Boscoreale possède son propre arrêt Circumvesuviana : « Villa Regina ». Le site se trouve juste à la sortie de la gare, on ne peut pas faire plus simple.
Autres sites antiques qui méritent le détour

Les temples grecs de Paestum
Site majeur de la Grande-Grèce en Italie du Sud, Paestum abrite trois des temples doriques les mieux conservés au monde. Parmi ces merveilles architecturales, le temple d'Héra (souvent appelé la Basilique) se dresse comme un hommage majestueux à la reine des dieux de l'Olympe et met en lumière le savoir-faire technique extraordinaire des colons grecs de l'Antiquité.
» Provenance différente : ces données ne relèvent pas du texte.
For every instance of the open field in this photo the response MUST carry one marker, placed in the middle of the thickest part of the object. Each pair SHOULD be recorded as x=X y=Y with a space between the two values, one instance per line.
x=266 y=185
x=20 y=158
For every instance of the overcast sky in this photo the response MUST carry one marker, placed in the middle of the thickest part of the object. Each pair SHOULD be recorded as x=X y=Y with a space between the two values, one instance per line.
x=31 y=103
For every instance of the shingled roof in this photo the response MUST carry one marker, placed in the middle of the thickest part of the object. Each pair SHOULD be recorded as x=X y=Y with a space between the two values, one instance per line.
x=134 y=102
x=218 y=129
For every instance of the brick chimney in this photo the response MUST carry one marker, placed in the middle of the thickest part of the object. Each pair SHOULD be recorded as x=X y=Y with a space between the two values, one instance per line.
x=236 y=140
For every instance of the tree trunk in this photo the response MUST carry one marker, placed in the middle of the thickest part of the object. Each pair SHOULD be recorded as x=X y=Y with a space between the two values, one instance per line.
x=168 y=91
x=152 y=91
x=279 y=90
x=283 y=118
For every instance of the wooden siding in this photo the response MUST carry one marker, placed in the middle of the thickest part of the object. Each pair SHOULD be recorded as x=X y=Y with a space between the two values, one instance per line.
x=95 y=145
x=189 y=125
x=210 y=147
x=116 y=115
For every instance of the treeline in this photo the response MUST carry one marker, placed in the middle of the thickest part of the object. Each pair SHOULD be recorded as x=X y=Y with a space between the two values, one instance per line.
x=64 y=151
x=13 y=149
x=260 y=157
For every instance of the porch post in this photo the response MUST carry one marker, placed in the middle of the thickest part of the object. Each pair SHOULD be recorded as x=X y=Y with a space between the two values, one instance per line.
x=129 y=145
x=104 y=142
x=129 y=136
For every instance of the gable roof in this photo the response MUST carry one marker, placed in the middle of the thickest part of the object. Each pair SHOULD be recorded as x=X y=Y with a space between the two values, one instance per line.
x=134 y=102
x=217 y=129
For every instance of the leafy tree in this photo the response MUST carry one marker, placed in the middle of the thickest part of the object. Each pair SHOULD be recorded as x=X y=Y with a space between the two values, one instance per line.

Au-delà de ces structures monumentales en pierre, le site possède un musée archéologique de classe mondiale. Son joyau est l'unique « Tombe du Plongeur », un chef-d'œuvre abritant les seules peintures murales grecques subsistant de la période du Ve siècle av. J.-C., offrant un aperçu rare et vivant des conceptions antiques de la vie et de l'au-delà.